O ministério da Cultura e a Ancine têm seguido um rumo correto nos programas de salas populares de exibição e na busca de um espaço na televisão para o audiovisual brasileiro, como está na PLC 116, em discussão no Congresso. Ou como é o projeto do Vale Cultura, o mais eficiente e democrático modo de financiar o consumidor da atividade. Mas cadê o Vale Cultura? Por que não se luta por ele com o mesmo empenho com que se deseja acabar com a participação da iniciativa privada no cinema?
E esse recuo todo acontece num momento em que o cinema brasileiro produz quase 100 filmes por ano, estoura bilheterias com sucessos de vários gêneros, ocupa mais de 20% de seu próprio mercado, se impõe junto a críticos e festivais, revela inúmeros novos cineastas com novíssimas ideias como se viu nos festivais de Tiradentes e Brasília de 2010. Ou seja, num momento em que devíamos estar tratando de aprimorar o que levou tanto tempo para começar a dar certo.

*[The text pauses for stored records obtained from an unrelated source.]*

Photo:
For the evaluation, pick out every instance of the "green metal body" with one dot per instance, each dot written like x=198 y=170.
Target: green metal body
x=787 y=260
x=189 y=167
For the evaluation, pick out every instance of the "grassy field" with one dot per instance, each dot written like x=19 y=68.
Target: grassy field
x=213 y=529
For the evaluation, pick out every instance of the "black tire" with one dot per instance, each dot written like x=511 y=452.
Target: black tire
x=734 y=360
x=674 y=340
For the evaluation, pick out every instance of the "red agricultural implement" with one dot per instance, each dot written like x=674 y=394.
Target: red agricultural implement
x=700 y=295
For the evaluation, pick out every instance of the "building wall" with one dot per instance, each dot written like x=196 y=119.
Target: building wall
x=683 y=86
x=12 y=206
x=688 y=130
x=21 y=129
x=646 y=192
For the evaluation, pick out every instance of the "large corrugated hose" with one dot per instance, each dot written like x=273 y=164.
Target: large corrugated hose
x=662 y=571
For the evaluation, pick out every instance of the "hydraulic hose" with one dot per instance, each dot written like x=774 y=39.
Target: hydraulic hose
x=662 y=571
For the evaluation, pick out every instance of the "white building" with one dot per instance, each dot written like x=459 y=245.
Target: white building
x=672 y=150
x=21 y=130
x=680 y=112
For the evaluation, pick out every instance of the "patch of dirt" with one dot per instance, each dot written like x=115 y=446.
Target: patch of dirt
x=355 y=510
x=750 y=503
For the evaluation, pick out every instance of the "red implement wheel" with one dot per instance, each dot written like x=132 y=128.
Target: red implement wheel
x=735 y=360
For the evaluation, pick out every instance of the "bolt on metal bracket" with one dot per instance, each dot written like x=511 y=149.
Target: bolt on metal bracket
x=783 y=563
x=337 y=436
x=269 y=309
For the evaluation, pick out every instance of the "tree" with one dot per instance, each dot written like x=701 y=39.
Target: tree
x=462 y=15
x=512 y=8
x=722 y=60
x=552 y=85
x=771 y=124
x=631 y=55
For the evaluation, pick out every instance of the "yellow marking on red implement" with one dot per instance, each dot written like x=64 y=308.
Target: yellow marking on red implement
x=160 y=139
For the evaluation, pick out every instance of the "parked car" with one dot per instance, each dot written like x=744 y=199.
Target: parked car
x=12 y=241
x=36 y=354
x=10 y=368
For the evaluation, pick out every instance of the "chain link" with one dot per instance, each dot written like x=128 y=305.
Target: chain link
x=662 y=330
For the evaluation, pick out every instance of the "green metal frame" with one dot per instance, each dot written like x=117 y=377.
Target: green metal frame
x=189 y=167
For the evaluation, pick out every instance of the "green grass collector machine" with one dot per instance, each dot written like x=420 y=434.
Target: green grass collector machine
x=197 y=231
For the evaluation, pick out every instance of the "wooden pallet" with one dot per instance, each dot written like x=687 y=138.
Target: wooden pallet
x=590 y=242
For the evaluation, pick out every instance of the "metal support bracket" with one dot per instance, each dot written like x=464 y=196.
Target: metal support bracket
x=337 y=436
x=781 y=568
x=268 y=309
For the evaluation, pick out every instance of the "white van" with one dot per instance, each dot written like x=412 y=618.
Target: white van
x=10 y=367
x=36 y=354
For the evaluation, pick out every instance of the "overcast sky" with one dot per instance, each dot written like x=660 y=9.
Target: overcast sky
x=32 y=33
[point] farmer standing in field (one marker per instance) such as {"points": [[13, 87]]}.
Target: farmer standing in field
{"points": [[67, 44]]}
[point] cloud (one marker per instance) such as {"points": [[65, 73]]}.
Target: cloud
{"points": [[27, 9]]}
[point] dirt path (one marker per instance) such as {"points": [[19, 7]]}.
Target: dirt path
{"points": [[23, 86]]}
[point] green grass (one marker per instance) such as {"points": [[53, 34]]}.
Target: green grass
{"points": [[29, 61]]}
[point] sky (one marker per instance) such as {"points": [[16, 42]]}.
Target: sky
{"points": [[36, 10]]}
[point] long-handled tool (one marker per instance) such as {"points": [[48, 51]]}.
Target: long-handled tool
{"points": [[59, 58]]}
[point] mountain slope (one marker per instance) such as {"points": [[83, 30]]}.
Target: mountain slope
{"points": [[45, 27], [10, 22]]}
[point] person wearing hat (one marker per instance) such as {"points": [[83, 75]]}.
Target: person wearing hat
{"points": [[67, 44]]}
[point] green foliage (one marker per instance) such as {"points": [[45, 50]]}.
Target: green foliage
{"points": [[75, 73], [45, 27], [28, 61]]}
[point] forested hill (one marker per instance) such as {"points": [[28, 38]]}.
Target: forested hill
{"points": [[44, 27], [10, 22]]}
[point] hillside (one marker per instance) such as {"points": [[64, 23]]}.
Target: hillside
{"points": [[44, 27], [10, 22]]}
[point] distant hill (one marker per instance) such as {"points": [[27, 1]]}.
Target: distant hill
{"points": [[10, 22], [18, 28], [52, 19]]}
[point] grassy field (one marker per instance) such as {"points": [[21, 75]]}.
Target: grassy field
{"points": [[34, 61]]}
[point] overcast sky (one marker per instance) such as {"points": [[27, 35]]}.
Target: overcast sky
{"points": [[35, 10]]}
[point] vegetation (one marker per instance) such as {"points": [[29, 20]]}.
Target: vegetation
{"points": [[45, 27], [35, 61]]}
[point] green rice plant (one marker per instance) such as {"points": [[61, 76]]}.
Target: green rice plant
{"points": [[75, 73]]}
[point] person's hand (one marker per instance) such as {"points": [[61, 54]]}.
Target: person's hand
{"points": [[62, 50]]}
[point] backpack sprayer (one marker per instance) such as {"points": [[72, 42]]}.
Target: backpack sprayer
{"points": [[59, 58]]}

Não sonho com uma Albânia do Sul para a cultura brasileira. O império do estado e sua burocratização na produção cultural do país seria a negação do processo de desenvolvimento em liberdade de suas indústrias criativas e de novas tecnologias convergentes que se multiplicam e que desejamos livres, leves e soltas. É sobre isso que devemos, agora, nos debruçar e nos empenhar. Engessar desde já esse futuro, domesticar sua luz selvagem com o bloqueio do estado único e unívoco, aquele que fatalmente exigirá o conteúdo que lhe for mais conveniente, é um grave crime contra a criatividade neste país.